An admirable actress of chambermaids, she was also excellent in Mrs. Oakley, Lucy Lockit, Caroline in the ‘Prize,’ Mrs. Sullen, Bisarre, and other similar parts. She was good-looking, intelligent, and so industrious that she was said in her early life to have almost lived in Drury Lane Theatre. A writer in ‘Blackwood’ for 1832 speaks of her as ‘a delightful dark-eyed, dark-haired girl, whose motion was itself music ere her voice was heard,’ and speaks of her as possessing remarkable charm. In later life, when she had grown stout, she insisted on playing juvenile parts, to the damage of her reputation. She was a moderate singer. As Lady Elizabeth Freelove and as Edmund in the ‘Blind Boy’ she had no successor. Her character was unassailable.

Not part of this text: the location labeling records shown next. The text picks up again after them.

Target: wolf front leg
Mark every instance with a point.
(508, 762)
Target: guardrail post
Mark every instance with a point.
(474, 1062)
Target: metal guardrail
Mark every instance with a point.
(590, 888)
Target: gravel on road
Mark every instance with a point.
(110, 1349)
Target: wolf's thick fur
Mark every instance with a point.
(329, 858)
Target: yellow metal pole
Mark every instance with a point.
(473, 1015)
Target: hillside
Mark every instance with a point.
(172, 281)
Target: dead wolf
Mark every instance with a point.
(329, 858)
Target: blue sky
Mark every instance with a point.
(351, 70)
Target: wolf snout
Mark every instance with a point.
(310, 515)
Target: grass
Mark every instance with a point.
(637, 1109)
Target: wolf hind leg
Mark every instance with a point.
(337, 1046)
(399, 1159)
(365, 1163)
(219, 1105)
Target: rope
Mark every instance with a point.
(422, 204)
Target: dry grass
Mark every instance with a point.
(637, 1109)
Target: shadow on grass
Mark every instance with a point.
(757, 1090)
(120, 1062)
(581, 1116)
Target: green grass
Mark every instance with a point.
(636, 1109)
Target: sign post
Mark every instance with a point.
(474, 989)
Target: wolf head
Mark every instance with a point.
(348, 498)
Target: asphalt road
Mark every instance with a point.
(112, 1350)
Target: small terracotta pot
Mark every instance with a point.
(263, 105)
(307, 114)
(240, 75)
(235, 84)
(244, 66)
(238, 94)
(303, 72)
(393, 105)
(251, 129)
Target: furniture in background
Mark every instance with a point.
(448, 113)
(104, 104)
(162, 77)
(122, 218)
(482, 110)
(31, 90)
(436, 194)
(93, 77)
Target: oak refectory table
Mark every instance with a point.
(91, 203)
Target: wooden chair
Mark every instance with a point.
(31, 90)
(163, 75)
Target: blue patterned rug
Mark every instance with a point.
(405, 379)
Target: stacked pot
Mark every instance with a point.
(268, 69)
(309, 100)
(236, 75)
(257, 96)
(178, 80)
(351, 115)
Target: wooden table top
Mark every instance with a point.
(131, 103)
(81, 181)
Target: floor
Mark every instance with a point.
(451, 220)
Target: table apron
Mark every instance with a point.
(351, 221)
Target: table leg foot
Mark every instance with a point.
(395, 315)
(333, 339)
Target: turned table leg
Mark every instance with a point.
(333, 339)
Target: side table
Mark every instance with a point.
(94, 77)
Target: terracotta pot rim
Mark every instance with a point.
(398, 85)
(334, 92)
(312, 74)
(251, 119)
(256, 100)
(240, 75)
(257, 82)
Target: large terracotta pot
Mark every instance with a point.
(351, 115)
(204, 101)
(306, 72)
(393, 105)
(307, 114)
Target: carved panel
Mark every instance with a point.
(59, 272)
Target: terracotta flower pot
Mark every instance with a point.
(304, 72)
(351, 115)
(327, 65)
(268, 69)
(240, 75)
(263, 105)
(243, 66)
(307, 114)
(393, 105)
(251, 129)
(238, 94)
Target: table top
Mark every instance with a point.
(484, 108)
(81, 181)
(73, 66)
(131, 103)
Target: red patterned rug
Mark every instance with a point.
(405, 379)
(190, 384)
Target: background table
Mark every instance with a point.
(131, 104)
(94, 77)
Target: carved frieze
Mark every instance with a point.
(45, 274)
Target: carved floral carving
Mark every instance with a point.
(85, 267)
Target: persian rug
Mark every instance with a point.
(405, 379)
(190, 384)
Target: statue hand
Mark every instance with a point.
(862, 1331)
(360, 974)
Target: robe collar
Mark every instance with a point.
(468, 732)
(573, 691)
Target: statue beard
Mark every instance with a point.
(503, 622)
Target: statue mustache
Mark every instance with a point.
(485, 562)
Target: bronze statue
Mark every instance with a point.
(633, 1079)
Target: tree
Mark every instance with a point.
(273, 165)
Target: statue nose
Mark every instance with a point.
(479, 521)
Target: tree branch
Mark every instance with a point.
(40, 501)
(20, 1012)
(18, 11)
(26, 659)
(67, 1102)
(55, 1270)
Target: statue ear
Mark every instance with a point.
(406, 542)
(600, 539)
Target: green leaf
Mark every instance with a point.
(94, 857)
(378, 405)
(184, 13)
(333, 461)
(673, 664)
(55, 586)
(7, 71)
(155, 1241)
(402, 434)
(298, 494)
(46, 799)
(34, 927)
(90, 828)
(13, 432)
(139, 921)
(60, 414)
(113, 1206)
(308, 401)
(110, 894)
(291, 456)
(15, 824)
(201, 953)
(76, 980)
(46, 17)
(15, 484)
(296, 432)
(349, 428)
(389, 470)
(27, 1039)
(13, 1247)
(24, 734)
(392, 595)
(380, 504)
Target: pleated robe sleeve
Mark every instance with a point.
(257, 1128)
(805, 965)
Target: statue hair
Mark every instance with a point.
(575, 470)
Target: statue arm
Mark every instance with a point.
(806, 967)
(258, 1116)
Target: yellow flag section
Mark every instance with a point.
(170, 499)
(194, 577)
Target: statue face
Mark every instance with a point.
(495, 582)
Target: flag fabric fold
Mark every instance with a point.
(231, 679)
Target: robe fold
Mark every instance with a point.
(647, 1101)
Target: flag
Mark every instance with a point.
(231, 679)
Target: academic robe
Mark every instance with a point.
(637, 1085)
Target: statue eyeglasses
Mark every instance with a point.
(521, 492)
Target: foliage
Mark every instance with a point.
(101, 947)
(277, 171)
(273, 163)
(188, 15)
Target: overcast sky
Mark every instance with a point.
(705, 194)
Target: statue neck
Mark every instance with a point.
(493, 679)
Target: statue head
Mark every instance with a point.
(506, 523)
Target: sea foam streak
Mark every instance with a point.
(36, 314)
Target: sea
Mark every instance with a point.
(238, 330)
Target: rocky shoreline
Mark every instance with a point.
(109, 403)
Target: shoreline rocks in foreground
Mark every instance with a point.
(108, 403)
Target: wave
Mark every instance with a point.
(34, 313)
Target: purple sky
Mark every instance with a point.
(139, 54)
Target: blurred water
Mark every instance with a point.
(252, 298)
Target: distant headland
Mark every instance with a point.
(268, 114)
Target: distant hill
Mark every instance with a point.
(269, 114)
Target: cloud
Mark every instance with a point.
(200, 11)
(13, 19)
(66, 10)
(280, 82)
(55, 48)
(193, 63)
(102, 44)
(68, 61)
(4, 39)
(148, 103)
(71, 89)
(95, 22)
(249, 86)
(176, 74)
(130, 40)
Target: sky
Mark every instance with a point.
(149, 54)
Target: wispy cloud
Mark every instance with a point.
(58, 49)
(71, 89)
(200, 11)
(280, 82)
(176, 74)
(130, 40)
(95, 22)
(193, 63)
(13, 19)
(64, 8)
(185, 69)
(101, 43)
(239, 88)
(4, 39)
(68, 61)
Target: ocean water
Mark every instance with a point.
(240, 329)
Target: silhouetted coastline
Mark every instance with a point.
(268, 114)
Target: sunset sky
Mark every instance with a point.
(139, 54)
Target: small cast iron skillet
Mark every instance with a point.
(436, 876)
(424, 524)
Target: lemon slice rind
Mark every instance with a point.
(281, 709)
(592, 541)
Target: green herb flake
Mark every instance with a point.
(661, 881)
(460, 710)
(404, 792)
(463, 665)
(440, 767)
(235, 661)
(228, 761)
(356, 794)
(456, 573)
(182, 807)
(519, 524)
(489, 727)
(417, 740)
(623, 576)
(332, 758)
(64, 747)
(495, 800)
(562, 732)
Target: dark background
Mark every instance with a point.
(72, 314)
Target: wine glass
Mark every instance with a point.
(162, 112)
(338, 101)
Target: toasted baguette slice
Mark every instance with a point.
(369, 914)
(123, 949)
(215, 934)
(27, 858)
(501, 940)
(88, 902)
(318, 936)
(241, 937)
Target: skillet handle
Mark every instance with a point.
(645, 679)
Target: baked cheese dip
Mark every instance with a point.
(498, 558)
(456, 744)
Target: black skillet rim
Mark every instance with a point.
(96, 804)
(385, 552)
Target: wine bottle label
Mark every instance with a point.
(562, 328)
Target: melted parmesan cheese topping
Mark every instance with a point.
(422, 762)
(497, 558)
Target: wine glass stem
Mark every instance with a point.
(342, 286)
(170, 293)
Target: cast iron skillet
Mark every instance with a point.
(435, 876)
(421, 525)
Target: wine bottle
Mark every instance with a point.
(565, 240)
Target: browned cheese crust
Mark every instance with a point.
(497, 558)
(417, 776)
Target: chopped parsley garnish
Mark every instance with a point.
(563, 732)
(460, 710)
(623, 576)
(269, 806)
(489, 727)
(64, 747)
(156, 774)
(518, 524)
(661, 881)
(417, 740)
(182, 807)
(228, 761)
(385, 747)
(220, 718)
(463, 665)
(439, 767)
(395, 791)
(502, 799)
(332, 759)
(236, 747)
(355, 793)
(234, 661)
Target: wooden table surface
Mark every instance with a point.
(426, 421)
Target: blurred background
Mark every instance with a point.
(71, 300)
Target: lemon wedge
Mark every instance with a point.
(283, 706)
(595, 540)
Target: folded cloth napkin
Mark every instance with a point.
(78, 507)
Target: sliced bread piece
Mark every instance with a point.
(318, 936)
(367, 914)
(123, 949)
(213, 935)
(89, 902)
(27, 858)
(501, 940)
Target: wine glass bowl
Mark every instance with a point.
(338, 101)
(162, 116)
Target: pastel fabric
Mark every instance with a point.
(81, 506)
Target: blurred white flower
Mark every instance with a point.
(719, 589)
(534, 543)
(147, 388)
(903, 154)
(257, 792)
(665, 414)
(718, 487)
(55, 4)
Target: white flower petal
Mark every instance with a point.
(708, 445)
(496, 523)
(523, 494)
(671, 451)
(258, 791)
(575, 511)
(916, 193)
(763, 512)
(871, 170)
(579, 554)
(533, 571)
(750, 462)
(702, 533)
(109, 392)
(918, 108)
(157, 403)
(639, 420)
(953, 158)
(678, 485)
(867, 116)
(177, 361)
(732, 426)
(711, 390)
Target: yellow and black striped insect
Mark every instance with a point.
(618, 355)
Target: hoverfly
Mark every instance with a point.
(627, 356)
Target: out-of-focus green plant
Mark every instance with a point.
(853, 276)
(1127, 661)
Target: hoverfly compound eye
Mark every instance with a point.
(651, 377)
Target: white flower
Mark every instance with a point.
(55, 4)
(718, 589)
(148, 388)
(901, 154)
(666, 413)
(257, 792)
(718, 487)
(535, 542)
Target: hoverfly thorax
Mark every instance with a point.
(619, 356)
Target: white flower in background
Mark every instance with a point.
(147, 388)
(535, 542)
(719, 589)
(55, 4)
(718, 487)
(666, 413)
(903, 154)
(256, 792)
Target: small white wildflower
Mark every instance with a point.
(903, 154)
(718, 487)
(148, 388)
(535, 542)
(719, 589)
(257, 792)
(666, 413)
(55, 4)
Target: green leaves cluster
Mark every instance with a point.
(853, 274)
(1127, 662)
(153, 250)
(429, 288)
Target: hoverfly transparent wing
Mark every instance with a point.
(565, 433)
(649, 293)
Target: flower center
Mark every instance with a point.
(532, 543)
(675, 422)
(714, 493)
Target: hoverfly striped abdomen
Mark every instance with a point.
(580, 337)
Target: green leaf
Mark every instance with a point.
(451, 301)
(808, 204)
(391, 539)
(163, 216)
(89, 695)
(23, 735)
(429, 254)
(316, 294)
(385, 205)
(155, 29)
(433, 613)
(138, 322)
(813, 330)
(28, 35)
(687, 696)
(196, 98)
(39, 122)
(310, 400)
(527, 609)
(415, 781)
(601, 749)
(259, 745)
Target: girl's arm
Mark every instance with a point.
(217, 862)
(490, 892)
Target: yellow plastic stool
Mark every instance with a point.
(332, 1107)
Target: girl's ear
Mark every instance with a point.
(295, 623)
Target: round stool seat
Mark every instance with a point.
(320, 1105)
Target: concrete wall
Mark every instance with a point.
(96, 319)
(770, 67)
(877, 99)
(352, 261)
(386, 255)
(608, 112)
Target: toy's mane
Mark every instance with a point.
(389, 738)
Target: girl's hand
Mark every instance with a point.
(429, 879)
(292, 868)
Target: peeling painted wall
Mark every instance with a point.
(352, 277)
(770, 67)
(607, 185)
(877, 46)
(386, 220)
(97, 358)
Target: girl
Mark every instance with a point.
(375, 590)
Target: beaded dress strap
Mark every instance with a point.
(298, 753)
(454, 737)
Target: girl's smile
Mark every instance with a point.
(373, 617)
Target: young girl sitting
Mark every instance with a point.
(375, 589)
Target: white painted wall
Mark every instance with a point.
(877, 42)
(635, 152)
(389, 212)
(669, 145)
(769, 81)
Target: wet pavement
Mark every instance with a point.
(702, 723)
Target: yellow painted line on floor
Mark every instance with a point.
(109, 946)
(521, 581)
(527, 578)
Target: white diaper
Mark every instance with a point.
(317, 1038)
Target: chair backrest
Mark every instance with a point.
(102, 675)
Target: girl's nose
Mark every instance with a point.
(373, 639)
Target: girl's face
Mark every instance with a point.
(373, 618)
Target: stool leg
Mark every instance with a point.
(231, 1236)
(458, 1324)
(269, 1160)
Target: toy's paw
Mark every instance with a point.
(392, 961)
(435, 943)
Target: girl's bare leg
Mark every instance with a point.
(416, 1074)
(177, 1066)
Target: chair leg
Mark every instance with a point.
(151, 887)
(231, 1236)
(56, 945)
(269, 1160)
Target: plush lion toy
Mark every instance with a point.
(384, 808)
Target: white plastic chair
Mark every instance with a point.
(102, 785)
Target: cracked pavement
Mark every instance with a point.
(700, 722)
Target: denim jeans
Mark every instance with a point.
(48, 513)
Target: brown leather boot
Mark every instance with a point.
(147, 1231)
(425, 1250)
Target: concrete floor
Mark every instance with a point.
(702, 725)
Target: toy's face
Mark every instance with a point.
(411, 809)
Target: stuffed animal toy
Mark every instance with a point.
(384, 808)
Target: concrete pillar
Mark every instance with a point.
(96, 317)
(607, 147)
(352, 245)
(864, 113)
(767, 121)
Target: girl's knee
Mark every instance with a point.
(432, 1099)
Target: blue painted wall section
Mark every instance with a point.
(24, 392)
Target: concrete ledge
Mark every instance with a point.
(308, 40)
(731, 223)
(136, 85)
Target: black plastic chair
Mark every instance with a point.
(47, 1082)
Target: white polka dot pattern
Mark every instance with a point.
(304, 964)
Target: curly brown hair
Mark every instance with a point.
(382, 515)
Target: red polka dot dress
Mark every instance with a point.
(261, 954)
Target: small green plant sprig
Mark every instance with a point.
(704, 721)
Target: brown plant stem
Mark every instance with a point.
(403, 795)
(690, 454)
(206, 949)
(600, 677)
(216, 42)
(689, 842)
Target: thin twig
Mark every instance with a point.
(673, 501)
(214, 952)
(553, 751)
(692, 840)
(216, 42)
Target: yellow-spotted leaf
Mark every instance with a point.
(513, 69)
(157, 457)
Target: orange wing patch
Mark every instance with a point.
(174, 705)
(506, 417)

Her brother occasionally acted fops and footmen at Drury Lane and the Haymarket, and was subsequently an actor and a cowkeeper in America. Her sister Adelaide, an actress in a line similar to her own, was popular in Newcastle-on-Tyne.[Genest's Account of the English Stage; Biographia Dramatica; Georgian Era; Clark Russell's Representative Actors; Doran's Annals of the Stage, ed. Lowe; Gent. Mag. new ser. vol. x.; Secret History of the Green Room; Thespian Dict.]